Ces intérêts pétroliers restent malheureusement très puissants dans l'administration Obama , les Etats-Unis refusant dès l'origine tout accord contraignant tant en ce qui concerne les objectifs de réduction que les financements automatiques et proposant des réductions très faible au regard de l'effort européen.

Continuons avec la Chine qui a boycotté régulièrement toutes les réunions préparatoires depuis plusieurs mois et qui veut avant tout être libre de faire les efforts qu'elle entend et sans aucun contrôle international. Le degré de fermeture dont a fait preuve le premier Ministre chinois préjuge bien mal de la suite.

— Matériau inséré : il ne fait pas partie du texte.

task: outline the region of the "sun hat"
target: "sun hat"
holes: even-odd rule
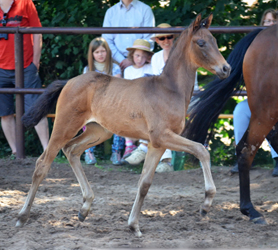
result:
[[[132,47],[126,48],[128,51],[133,49],[140,49],[147,51],[149,53],[154,53],[151,51],[151,45],[150,43],[145,39],[136,39],[132,45]]]
[[[161,23],[159,25],[157,25],[157,28],[171,28],[172,26],[168,23]],[[171,35],[174,35],[174,37],[176,36],[176,34],[174,33],[167,33],[167,34],[162,34],[162,33],[159,33],[159,34],[155,34],[154,36],[151,37],[151,39],[153,41],[155,41],[155,38],[156,37],[161,37],[161,36],[171,36]]]

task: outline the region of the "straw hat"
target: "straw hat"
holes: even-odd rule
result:
[[[136,39],[132,45],[132,47],[126,48],[128,51],[133,50],[133,49],[140,49],[144,50],[147,52],[150,52],[153,54],[151,51],[151,45],[147,40],[144,39]]]
[[[157,28],[171,28],[172,26],[168,23],[161,23],[159,25],[157,25]],[[154,36],[151,37],[151,39],[153,41],[155,41],[155,38],[156,37],[161,37],[161,36],[170,36],[170,35],[174,35],[174,37],[176,36],[174,33],[167,33],[167,34],[162,34],[162,33],[159,33],[159,34],[155,34]]]

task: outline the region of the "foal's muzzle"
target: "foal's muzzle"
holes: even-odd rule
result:
[[[231,73],[231,66],[229,64],[224,64],[221,68],[219,67],[216,70],[216,75],[220,78],[220,79],[224,79],[229,77]]]

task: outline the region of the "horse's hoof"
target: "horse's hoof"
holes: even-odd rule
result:
[[[15,224],[15,227],[23,227],[25,222],[22,222],[21,220],[18,220]]]
[[[141,237],[142,236],[142,233],[141,233],[138,225],[134,226],[132,224],[129,224],[129,228],[130,228],[131,231],[134,232],[136,237]]]
[[[202,207],[200,208],[200,214],[202,217],[206,217],[208,214],[208,211],[206,211],[205,209],[203,209]]]
[[[86,216],[83,216],[80,212],[78,212],[78,219],[83,222],[86,219]]]
[[[142,236],[140,229],[134,229],[134,228],[130,227],[130,230],[134,232],[136,237],[140,238]]]
[[[142,233],[140,230],[134,231],[134,234],[136,237],[139,237],[139,238],[142,237]]]
[[[250,221],[259,225],[267,225],[267,222],[264,217],[257,217],[254,219],[250,219]]]

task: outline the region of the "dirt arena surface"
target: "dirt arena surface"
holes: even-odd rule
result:
[[[254,225],[239,212],[238,175],[212,167],[217,194],[208,218],[198,213],[204,200],[201,169],[156,174],[140,217],[143,236],[127,220],[139,174],[122,167],[84,165],[95,192],[86,220],[79,184],[69,166],[53,163],[23,228],[15,228],[31,184],[36,158],[0,159],[0,249],[267,249],[278,248],[278,178],[271,170],[251,171],[252,200],[268,225]]]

Tous ces éléments suffisaient amplement à faire échouer par avance la convention. Mais des facteurs supplémentaires se sont agrégés à savoir la faiblesse de l'Europe et la réaction de l'Afrique. Véritable nain politique, l'Europe a été inaudible.

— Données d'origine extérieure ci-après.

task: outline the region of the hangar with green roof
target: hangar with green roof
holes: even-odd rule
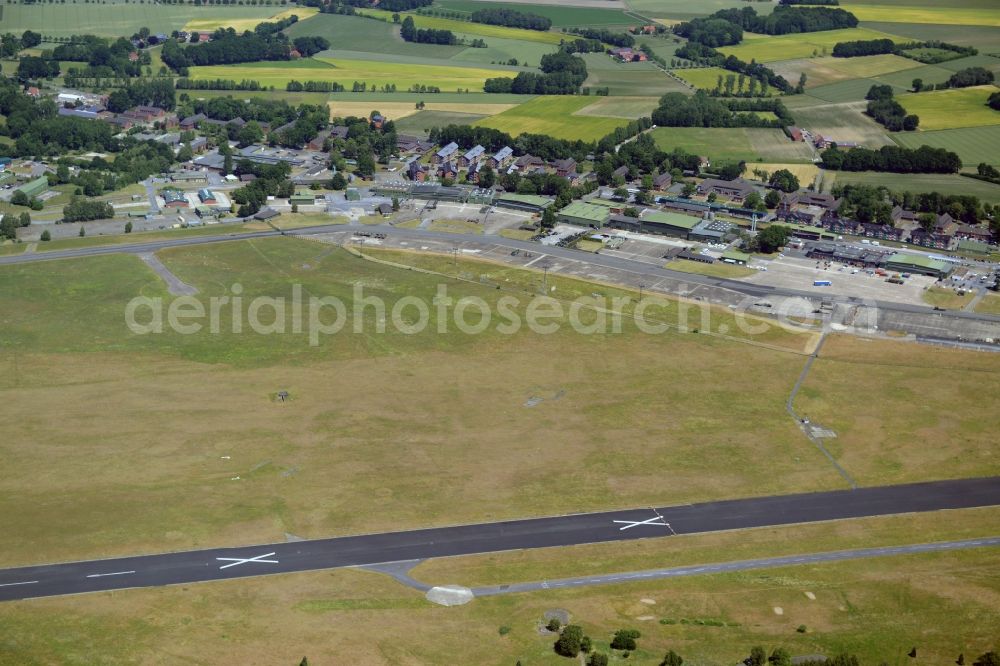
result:
[[[574,201],[557,213],[557,220],[581,227],[600,228],[611,217],[611,211],[604,206]]]
[[[932,259],[924,254],[907,254],[905,252],[894,253],[885,260],[882,267],[889,271],[919,273],[936,278],[948,275],[954,268],[950,263],[941,259]]]

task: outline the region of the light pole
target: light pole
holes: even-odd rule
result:
[[[544,293],[548,293],[549,291],[548,279],[549,279],[549,267],[542,266],[542,291]]]
[[[644,284],[640,284],[639,285],[639,300],[640,301],[642,300],[642,290],[645,289],[645,287],[646,287],[646,285],[644,285]]]

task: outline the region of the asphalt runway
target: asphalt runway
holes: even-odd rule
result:
[[[988,477],[69,562],[0,570],[0,601],[997,505]]]

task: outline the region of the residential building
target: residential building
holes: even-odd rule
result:
[[[666,192],[671,184],[674,182],[674,177],[669,173],[661,173],[659,175],[653,176],[653,189],[658,192]]]
[[[49,179],[46,176],[39,176],[34,180],[29,180],[24,185],[16,188],[15,192],[23,192],[29,199],[37,197],[49,189]]]
[[[467,167],[470,164],[478,164],[483,155],[486,153],[486,149],[482,146],[474,146],[467,153],[458,158],[458,166]]]
[[[506,166],[507,162],[512,160],[513,157],[514,149],[510,146],[504,146],[490,158],[490,166],[494,169],[500,169],[501,167]]]
[[[733,201],[743,201],[751,192],[757,189],[742,178],[735,180],[718,180],[716,178],[706,178],[698,183],[699,194],[715,193],[719,196],[732,199]]]
[[[572,157],[567,157],[564,160],[556,160],[552,163],[552,166],[555,168],[557,176],[565,178],[576,171],[576,160]]]
[[[200,190],[198,190],[198,199],[203,204],[206,205],[218,203],[218,201],[215,198],[215,193],[212,192],[212,190],[208,189],[207,187],[203,187]]]
[[[447,146],[434,153],[434,158],[433,158],[434,164],[441,164],[442,162],[447,162],[448,160],[451,159],[451,156],[454,155],[456,151],[458,151],[458,144],[452,141]]]

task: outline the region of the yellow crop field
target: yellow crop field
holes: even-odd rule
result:
[[[207,31],[207,30],[218,30],[219,28],[232,28],[237,32],[242,32],[244,30],[253,30],[261,23],[268,23],[270,21],[280,21],[281,19],[286,19],[289,16],[295,15],[299,17],[300,21],[304,21],[311,18],[319,13],[319,10],[315,7],[296,7],[295,9],[286,9],[282,12],[275,14],[269,18],[212,18],[212,19],[197,19],[194,21],[188,21],[184,24],[184,29],[188,32],[192,31]]]
[[[381,9],[359,9],[358,14],[372,16],[383,21],[392,21],[392,12]],[[485,23],[469,23],[466,21],[456,21],[454,19],[438,18],[437,16],[421,16],[419,14],[407,14],[413,18],[413,23],[418,28],[433,30],[451,30],[466,35],[476,35],[477,37],[499,37],[502,39],[520,39],[526,42],[541,42],[542,44],[559,44],[565,35],[556,32],[542,32],[541,30],[524,30],[522,28],[508,28],[502,25],[487,25]]]
[[[726,55],[734,55],[740,60],[750,62],[774,62],[776,60],[792,60],[808,58],[812,55],[825,55],[833,51],[837,42],[849,42],[864,39],[893,39],[908,41],[877,30],[867,28],[845,28],[843,30],[824,30],[822,32],[806,32],[790,35],[758,35],[745,33],[743,42],[736,46],[723,46],[719,50]]]
[[[809,183],[816,179],[819,175],[819,167],[815,164],[788,164],[779,162],[757,162],[754,164],[747,165],[747,171],[753,175],[753,171],[756,170],[766,171],[768,176],[773,174],[775,171],[780,171],[781,169],[786,169],[795,174],[795,177],[799,179],[799,184],[802,187],[806,187]]]
[[[357,116],[367,117],[372,111],[378,111],[389,120],[406,118],[420,111],[413,102],[367,102],[333,101],[330,106],[330,117]],[[517,104],[463,104],[462,102],[425,102],[424,111],[448,111],[452,113],[475,113],[483,116],[494,116],[513,109]]]
[[[861,21],[886,23],[935,23],[946,25],[1000,26],[1000,5],[990,8],[902,7],[899,5],[841,5]]]
[[[594,100],[591,97],[543,96],[520,104],[509,111],[476,121],[481,127],[492,127],[511,136],[547,134],[556,139],[596,141],[616,127],[628,124],[624,118],[575,115]]]

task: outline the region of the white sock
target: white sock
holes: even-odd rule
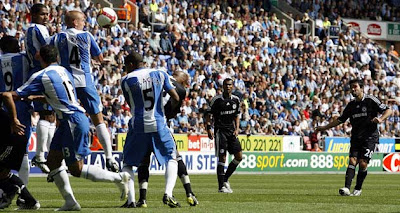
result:
[[[49,176],[53,177],[54,183],[56,184],[67,205],[73,205],[77,203],[71,188],[71,184],[69,183],[68,174],[64,167],[52,170]]]
[[[44,158],[44,148],[49,137],[49,127],[50,127],[50,122],[46,120],[39,120],[36,127],[36,137],[37,137],[36,158],[41,162],[46,160]]]
[[[111,148],[111,136],[107,130],[107,127],[104,123],[101,123],[96,126],[97,137],[104,149],[104,154],[106,158],[109,159],[112,157],[112,148]]]
[[[139,183],[139,189],[146,189],[147,190],[147,186],[149,185],[149,182],[147,181],[142,181]]]
[[[89,179],[94,182],[112,182],[112,183],[119,183],[122,180],[119,173],[110,172],[100,167],[92,165],[89,166],[83,165],[81,178]]]
[[[178,177],[178,162],[171,159],[167,163],[167,169],[165,170],[165,194],[172,196],[174,190],[176,178]]]
[[[18,171],[18,177],[22,180],[25,186],[28,186],[29,170],[29,158],[28,154],[25,154],[24,158],[22,159],[21,168]]]
[[[47,148],[47,151],[50,151],[50,144],[51,144],[51,141],[53,140],[53,136],[54,136],[54,132],[56,132],[56,123],[54,122],[54,123],[50,123],[50,126],[49,126],[49,132],[48,132],[48,138],[47,138],[47,143],[46,143],[46,148]]]
[[[129,179],[129,182],[128,182],[128,188],[129,188],[128,203],[136,202],[136,199],[135,199],[135,183],[134,183],[134,175],[135,175],[135,173],[132,170],[132,166],[124,166],[122,168],[122,171],[123,172],[128,172],[131,175],[131,178]]]
[[[185,184],[187,184],[187,183],[190,183],[189,175],[183,175],[183,176],[181,177],[181,182],[182,182],[183,185],[185,185]]]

Mais le plus important est sans doute encore ailleurs. L'absence de l'Europe politique est apparue dans toute sa cruauté au cours de ces derniers jours. Même s'il est incontestable que Nicolas Sarkozy, Angela Merkel, Gordon Brown et Luis Zapatero ont essayé de sauver les meubles, l'Europe n'a pas su parler d'une voie forte et défendre un leadership. La convention climat a fait les frais d'une nouvelle forme de guerre mondiale pour le partage des richesses du XXIéme siècle et le partage du pouvoir.

Le poids de la Chine qui a fait bloc avec les 77 et plus précisément l'Afrique dont elle semble vouloir faire, dans une nouvelle forme de colonialisme, une sorte de chasse gardée, a poussé en avant un certain nombre de pays qui sont aujourd'hui les premières victimes du fiasco qui vient de se produire. Une nouvelle coalition se dessine dans laquelle l'Europe est étrangement absente.

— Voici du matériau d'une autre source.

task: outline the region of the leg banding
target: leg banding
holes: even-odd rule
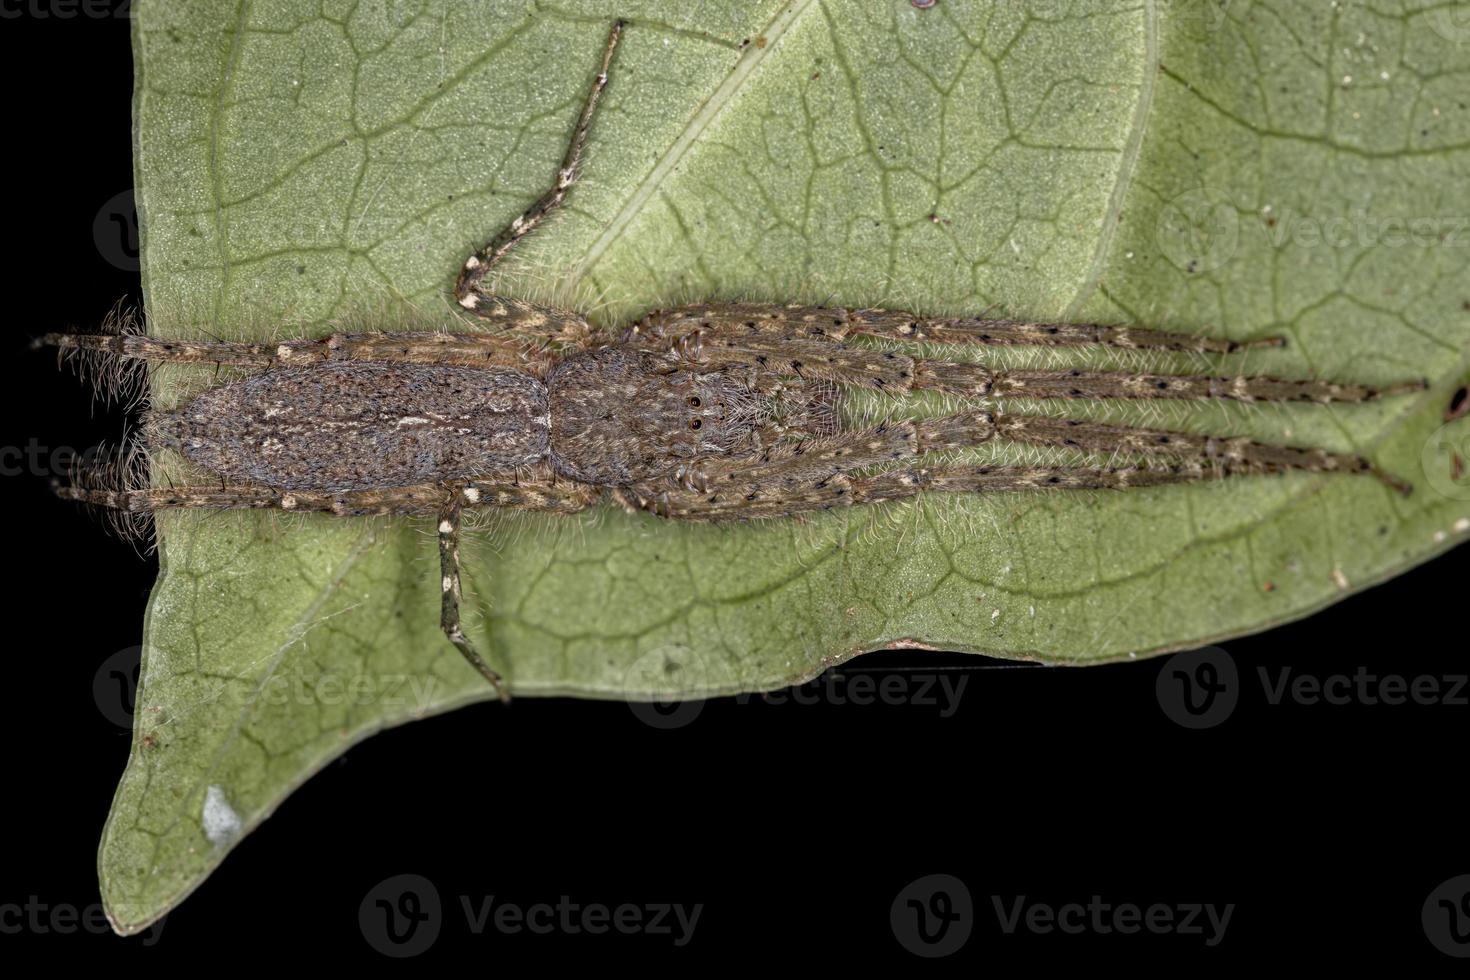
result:
[[[1249,375],[1230,378],[1124,371],[997,371],[990,375],[989,393],[997,398],[1187,398],[1328,404],[1376,401],[1388,395],[1422,391],[1424,387],[1420,381],[1376,388]]]
[[[567,316],[570,318],[575,315]],[[50,333],[38,338],[34,346],[56,347],[63,353],[82,351],[120,361],[224,364],[262,369],[306,367],[329,361],[388,361],[476,368],[504,367],[542,375],[550,370],[554,362],[548,351],[537,348],[528,338],[513,333],[334,333],[319,340],[296,339],[275,343],[163,340],[141,334]]]
[[[463,624],[460,622],[459,605],[463,598],[463,588],[459,572],[459,526],[462,513],[463,495],[458,490],[449,494],[449,499],[439,511],[439,572],[440,572],[440,602],[439,602],[439,628],[454,644],[470,666],[480,672],[480,676],[490,682],[495,688],[495,693],[500,696],[501,701],[510,700],[510,690],[505,681],[487,664],[475,645],[470,642],[469,637],[464,634]]]
[[[1367,473],[1402,493],[1408,485],[1396,480],[1361,456],[1299,449],[1256,442],[1244,437],[1224,438],[1127,425],[1112,425],[1044,415],[997,414],[996,434],[1009,442],[1054,446],[1081,452],[1167,456],[1208,464],[1221,474]]]
[[[244,484],[143,489],[57,485],[54,489],[63,500],[129,514],[151,514],[160,510],[281,510],[338,517],[430,514],[438,509],[444,497],[437,484],[345,493],[277,490]]]
[[[1097,323],[1038,323],[988,320],[983,317],[927,317],[902,310],[847,310],[838,307],[775,303],[693,303],[656,310],[637,329],[675,336],[697,329],[846,340],[872,337],[906,343],[973,344],[977,346],[1115,347],[1124,350],[1233,354],[1263,347],[1283,347],[1280,337],[1226,340],[1197,334],[1169,333]]]
[[[470,312],[481,314],[479,294],[480,284],[484,281],[485,274],[503,259],[506,253],[515,248],[517,242],[546,220],[547,215],[560,207],[567,196],[567,190],[577,182],[578,171],[582,163],[582,151],[587,145],[587,132],[592,128],[592,119],[597,114],[597,105],[602,100],[602,91],[607,88],[608,69],[612,67],[613,53],[617,50],[618,41],[622,36],[623,22],[617,21],[608,33],[607,45],[602,51],[601,67],[592,81],[587,100],[582,105],[582,114],[577,119],[577,128],[572,134],[571,142],[567,145],[566,156],[556,172],[556,180],[551,188],[520,217],[501,230],[500,234],[471,255],[465,261],[464,268],[460,270],[459,278],[454,284],[454,298],[460,306]]]
[[[1145,461],[1105,467],[940,465],[932,454],[992,441],[1075,449]],[[1155,462],[1147,463],[1147,459]],[[928,465],[925,465],[925,464]],[[880,469],[889,466],[890,469]],[[878,472],[867,472],[878,470]],[[678,487],[617,491],[630,509],[696,521],[782,517],[913,496],[923,491],[997,493],[1098,490],[1194,483],[1232,476],[1370,473],[1408,487],[1358,456],[1050,416],[962,412],[892,420],[823,439],[778,444],[758,460],[717,460]]]
[[[1370,402],[1423,391],[1411,381],[1377,388],[1251,375],[1207,377],[1129,371],[993,371],[980,364],[916,360],[913,387],[972,398],[1186,399],[1237,402]]]
[[[814,309],[817,312],[812,312]],[[647,350],[673,351],[681,360],[704,370],[748,369],[819,378],[892,394],[938,391],[969,398],[1330,403],[1374,401],[1425,387],[1422,381],[1377,388],[1250,375],[1205,377],[1082,369],[1000,371],[967,361],[929,360],[848,343],[843,339],[852,332],[848,316],[840,310],[812,307],[705,304],[650,314],[628,331],[624,342]],[[1065,335],[1065,325],[1045,326],[1055,326]],[[1094,328],[1084,325],[1083,329]],[[1119,332],[1119,336],[1124,332],[1124,328],[1108,329]]]
[[[619,491],[631,509],[660,517],[691,521],[745,521],[833,510],[854,504],[901,500],[920,493],[1006,493],[1035,490],[1126,490],[1136,487],[1193,483],[1209,478],[1199,464],[1155,469],[1026,466],[904,466],[870,476],[837,474],[798,493],[750,490],[745,493],[655,492],[646,488]]]
[[[476,317],[505,331],[492,335],[502,341],[519,337],[560,351],[581,347],[596,333],[592,324],[580,313],[540,306],[525,300],[475,291],[466,296],[460,305]]]
[[[854,310],[846,314],[845,335],[933,344],[985,344],[1029,347],[1117,347],[1125,350],[1233,354],[1282,347],[1280,337],[1226,340],[1099,323],[1038,323],[977,317],[921,317],[901,310]]]
[[[99,481],[92,480],[71,486],[57,482],[52,489],[62,500],[129,514],[151,514],[160,510],[283,510],[338,517],[436,514],[446,493],[445,485],[441,483],[384,490],[329,491],[281,490],[249,484],[131,488],[99,485]],[[455,493],[463,507],[496,507],[553,514],[575,514],[601,497],[601,491],[595,487],[537,479],[475,480],[459,487]]]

Tout se joue désormais ailleurs et les constructions tentées au cours des mois passés par le Président Sarkozy et Jean-Louis Borloo ont péri dans le naufrage. Car en réalité, l'Europe et les Etats-Unis payent le prix fort, et surtout l'Europe des promesses non tenues de milliards promis et jamais alloués, de bonnes paroles non concrétisées par des actes, d'une hypocrisie patente. Les Africains ont décidé de dire non et d'exiger un Kyoto 2, une manière de prendre les pays occidentaux au pied de la lettre. Et l'Europe n'a pas su ou voulu relever le gant alors même que le paquet climat énergie permettait parfaitement d'accepter une deuxième période pour Kyoto.